彼女が灰になっていく時間
私の親友が灰になっていく時間は一時間ほどらしい。私はしばらくぼんやりとしていた。
静かな時間だった。自分の腹が鳴った。空腹ではなく、消化の音だろう。生きている。
親友の彼女に目をやる。泣き腫らした目が痛々しい。
たどる君に由真と想を預けて、私は外に出た。外は2月の割に快晴で、気温こそ低いが日差しが私をほのかにあたためる。なんともまあ、うららかな気持ちのいい日だった。

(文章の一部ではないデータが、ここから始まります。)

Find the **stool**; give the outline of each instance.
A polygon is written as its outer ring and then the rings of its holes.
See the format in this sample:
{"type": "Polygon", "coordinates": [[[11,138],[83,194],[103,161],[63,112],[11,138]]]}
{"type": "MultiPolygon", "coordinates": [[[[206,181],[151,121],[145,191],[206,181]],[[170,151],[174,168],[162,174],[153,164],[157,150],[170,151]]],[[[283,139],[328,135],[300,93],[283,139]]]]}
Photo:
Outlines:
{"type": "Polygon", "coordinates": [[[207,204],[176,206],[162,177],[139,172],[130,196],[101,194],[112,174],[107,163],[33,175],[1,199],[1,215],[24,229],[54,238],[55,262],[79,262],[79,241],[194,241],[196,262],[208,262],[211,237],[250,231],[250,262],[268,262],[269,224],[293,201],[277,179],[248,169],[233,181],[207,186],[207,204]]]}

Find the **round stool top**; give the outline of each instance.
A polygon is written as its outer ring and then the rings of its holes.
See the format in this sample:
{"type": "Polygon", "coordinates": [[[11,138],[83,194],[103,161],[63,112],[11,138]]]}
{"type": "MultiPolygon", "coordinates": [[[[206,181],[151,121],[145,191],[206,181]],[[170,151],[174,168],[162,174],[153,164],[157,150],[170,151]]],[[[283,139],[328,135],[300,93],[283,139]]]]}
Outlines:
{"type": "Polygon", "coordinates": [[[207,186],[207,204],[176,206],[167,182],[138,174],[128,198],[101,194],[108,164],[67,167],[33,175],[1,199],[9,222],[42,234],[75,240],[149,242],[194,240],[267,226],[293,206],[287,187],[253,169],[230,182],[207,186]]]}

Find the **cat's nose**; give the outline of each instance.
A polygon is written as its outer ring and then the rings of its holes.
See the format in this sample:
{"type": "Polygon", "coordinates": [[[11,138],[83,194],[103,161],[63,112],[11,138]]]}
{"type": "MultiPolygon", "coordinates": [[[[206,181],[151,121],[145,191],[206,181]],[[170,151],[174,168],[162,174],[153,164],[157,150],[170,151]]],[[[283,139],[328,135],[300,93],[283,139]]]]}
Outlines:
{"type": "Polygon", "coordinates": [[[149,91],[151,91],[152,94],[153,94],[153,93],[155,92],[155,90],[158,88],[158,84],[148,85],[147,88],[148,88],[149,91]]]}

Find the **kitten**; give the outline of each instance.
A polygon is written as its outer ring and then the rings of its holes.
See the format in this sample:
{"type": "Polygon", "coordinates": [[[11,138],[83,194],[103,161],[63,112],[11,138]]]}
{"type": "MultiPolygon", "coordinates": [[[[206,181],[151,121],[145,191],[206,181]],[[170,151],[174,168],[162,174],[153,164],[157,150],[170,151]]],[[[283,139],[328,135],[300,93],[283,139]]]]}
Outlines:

火葬場を眺める。てっきり煙突があると思っていたのになかった。まあいいや。
深呼吸をした。
彼女だったものの一部でも取り込めるように。
あきれるほど全く意味のない行為とはもちろんわかっていた。
ただどうしてもそうしたかった。
***
「わたしねえ、ずっと早苗のことが好きだったんだよお。うう。ごめんねえ」
結婚式の3次会。史乃はへべれけに酔っていた。そんな史乃を送るために2人で駅まで歩いている最中だった。
「私もずっとこれからも史乃が好きだし!親友じゃん!てか何で謝るのさ」
そして私も史乃ほどではないが酔っていた。
「わたしのは、しんゆうって意味じゃなかったから」
先程とはちがう史乃の声色。私が意味を理解する前に
「結婚本当におめでとうねえ!」
いつもの史乃は走り去った。
酔っているのに大丈夫か。相変わらず足が速いなと思った。
「昨日変なこと言ってまじごめん!忘れて!」
史乃からのメッセージは翌日の早朝に来ていた。
「変な事ではないでしょ。気付かなくてごめんね」
「いやいや!わたしの中で気持ちの整理はとっくについてっから!本当に結婚おめでとうね!これからも仲良くしてほしい!」
「もち。こちらこそ」
ベッドの中から返信を送る。寝返りをうったたどる君がこちらに顔を向ける。あれだけ泥酔していたんだ。起きるのはまだ先になるだろう。
この人が、夫で、家族になったのか。改めて思い、頬に触れる。チクチクとヒゲをかんじる。
史乃は私の事を恋愛対象としてみていたのか。信頼している人からの好意。性欲の対象にもなっていたのかな。史乃が私に?いやそんな事を考えるのは失礼なのか?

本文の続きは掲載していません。